35 But the vinedressers seized his servants: and beat one, and slew another, and another they stoned.
36 Again he sent other servants more than the first, and they did to them likewise.
37 But at last he sent to them his son, saying, Perhaps they will honor my son.
38 But the vinedressers, when they saw the son, said among themselves, This is the heir. Come, let us kill him, and his inheritance will be ours!
39 And they seized him, and brought him outside the vineyard, and slew him.
40 Think for yourselves, when the master of the vineyard has come, what will he do to these vinedressers?
41 And they answered Him and said, He will destroy the wicked vinedressers in their wickedness: and will hire out his vineyard to another, which will render him the fruit in its seasons.
(Mt. 21:33-41)
Christians generally misinterpret this parable to mean that the vinedressers represent the wicked Jews who reject and kill the prophets and ultimately the Messiah thus the master of the vineyard then rejects the Jews and replaces Israel with the Church.
This is a completely false understanding of Yeshua’s parable.

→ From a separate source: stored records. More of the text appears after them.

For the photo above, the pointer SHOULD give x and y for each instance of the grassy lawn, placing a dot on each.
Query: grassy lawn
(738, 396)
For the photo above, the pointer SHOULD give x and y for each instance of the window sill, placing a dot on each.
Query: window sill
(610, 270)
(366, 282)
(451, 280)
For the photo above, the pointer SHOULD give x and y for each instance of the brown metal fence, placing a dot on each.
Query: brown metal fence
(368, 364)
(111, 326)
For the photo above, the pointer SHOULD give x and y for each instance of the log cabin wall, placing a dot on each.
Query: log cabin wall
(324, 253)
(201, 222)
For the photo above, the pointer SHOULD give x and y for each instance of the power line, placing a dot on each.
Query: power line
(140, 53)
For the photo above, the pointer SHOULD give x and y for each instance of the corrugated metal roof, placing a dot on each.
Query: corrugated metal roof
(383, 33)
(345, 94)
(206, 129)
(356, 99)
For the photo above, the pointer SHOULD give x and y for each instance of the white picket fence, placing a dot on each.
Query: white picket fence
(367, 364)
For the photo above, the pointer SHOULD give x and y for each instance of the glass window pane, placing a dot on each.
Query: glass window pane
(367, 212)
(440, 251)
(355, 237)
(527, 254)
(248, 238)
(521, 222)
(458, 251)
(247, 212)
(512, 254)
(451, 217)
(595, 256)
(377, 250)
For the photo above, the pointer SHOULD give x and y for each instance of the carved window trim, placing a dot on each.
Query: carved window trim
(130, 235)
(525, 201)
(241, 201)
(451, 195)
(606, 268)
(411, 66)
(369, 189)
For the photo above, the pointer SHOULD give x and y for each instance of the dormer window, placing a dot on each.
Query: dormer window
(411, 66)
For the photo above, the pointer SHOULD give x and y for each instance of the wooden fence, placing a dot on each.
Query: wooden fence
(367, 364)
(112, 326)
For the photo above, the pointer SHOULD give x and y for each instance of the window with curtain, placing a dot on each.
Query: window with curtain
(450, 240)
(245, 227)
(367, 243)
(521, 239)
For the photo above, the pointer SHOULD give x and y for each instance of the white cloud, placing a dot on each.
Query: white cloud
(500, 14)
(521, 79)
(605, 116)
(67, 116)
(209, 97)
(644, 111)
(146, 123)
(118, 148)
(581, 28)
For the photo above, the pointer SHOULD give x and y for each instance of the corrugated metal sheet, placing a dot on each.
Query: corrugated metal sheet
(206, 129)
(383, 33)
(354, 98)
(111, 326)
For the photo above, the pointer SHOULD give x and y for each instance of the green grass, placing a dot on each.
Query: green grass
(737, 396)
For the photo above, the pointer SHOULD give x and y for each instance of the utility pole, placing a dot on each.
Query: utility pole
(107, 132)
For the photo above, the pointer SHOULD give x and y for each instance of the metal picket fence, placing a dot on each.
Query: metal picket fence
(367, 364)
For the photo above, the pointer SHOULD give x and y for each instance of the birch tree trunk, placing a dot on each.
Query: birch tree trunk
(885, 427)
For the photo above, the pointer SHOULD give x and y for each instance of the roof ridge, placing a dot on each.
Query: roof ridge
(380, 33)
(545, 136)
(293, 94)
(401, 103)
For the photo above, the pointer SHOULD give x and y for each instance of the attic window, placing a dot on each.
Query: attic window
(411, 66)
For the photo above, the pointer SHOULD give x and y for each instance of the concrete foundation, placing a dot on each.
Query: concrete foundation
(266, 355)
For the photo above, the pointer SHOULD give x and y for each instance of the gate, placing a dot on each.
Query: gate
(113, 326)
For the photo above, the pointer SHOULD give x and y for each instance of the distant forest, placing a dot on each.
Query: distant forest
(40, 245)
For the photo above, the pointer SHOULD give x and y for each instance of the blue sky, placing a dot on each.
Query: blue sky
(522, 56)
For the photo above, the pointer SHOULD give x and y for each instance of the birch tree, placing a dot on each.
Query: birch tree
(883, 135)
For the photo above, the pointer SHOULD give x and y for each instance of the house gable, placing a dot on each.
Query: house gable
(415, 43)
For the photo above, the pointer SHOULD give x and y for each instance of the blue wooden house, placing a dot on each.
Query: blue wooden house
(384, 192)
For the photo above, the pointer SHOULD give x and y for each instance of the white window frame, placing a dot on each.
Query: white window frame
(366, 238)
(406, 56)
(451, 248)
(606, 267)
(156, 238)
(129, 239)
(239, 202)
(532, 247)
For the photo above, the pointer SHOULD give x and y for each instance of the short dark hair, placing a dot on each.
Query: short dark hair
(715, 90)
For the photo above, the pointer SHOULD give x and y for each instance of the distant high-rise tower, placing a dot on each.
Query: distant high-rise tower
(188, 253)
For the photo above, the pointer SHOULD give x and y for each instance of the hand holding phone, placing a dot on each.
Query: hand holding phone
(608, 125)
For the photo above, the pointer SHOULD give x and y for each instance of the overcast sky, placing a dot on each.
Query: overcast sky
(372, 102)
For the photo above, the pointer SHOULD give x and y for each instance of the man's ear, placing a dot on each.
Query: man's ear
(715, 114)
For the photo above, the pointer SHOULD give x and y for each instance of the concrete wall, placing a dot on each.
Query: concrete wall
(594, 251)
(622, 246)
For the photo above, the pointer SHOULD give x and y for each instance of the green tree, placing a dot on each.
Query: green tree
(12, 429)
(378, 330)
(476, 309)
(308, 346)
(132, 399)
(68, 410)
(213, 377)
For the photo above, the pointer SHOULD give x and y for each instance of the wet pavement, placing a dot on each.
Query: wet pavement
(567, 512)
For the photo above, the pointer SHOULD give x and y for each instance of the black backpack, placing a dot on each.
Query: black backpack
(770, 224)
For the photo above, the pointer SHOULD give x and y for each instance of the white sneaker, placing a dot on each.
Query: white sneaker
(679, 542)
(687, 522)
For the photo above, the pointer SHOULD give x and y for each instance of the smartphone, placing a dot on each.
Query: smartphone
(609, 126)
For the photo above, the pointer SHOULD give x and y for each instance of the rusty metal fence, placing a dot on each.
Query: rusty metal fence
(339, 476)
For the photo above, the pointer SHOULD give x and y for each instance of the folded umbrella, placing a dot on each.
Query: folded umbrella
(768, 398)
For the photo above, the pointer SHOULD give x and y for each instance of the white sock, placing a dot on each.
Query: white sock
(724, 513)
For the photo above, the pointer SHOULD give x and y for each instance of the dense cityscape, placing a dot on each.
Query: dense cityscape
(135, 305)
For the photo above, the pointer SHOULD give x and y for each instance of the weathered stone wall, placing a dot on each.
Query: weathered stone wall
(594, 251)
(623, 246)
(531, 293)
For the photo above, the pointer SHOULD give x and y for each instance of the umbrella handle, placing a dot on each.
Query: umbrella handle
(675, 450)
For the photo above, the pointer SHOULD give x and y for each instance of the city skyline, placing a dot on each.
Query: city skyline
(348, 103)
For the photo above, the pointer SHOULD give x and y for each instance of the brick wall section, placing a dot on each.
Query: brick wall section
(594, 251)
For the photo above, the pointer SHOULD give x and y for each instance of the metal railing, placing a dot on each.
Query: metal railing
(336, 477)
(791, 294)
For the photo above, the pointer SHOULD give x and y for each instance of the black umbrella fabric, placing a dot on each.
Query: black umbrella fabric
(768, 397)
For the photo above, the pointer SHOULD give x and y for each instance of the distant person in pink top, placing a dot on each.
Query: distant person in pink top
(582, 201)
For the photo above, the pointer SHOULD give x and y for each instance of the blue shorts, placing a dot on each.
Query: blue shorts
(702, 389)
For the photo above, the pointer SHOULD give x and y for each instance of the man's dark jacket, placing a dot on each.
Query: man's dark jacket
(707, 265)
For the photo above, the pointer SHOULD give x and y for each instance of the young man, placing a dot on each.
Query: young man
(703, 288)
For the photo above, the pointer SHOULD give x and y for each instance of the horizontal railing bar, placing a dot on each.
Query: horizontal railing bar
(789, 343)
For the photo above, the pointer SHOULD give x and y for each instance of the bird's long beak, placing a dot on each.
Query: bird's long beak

Lets start by looking at Matt. 21:33-34
33 Hear you another parable: There was a man that was a householder: which planted a vineyard, and surrounded it with a hedge, and dug a winepress in it, and built a tower, and delivered it to vinedressers to cultivate it, and went abroad.
34 And when the time of the fruit came near, he sent his servants to the vinedressers, to receive the fruit.
(Mt. 21:33-34)
Yeshua here is paraphrasing Isaiah 5:1-2:
…my well-beloved had a vineyard in a very fruitful hill; and he digged it, and cleared it of stones, and planted it with the choicest vine, and built a tower in the midst of it, and also hewed out a vat therein; and he looked that it should bring forth grapes, and it brought forth grapes.
(Isaiah 5:1-2)
What does the parable mean “built a tower in it” This is the Temple, as the Targum to this section of Isaiah paraphrases “I built a sanctuary in their midst”.
Thus the parable of the vineyard in Matt. 21:33-46 is an expansion to the parable of the vineyard in Isaiah 5. This is very helpful information in “decoding” the parable because Isaiah tells us flatly:
For the vineyard of YHWH Tzva’ot is the House of Yisrael,
and the men of Y’hudah the plant of his delight…
(Is. 5:7)
The context of Isaiah 5 is that the “vineyard” (House of Israel) and the “plant of his delight” (the men of Y’hudah) are made vulnerable when YHWH takes down the fence around the vineyard and allows it to be trodden down (Is. 5:5) This represents the Babylonian captivity (Is. 5:13). The “workers” sent into the vineyard are not the Jews, the Jews are the “plant of his delight” in the vineyard. YHWH turned the “plant of his delight” over to the Gentiles. These are the vinedresser of Matt. 21:33-46. These gentiles rejected Moses and the prophets and kill the son so that the vineyard (“House of Israel”) would be their own (replacement theology). YHWH comes and brings judgment upon the gentiles and gives the vineyard (“House of Israel”) to others (non-Gentiles, i.e. “Jews”)
“And therefore I tell you: the Kingdom of Elohim will be taken away from you, and given to people who will bring forth the fruits thereof.”
(Matt 21:43)
The Aramaic L’AM is ambiguous and can be translated either “to a nation” or “to a people”. This verse tells us that the Kingdom would be taken from the vinedressers (Gentiles) and given “to a nation” bearing its fruits (the fruits being repentance, see Mt. 3:2, 8).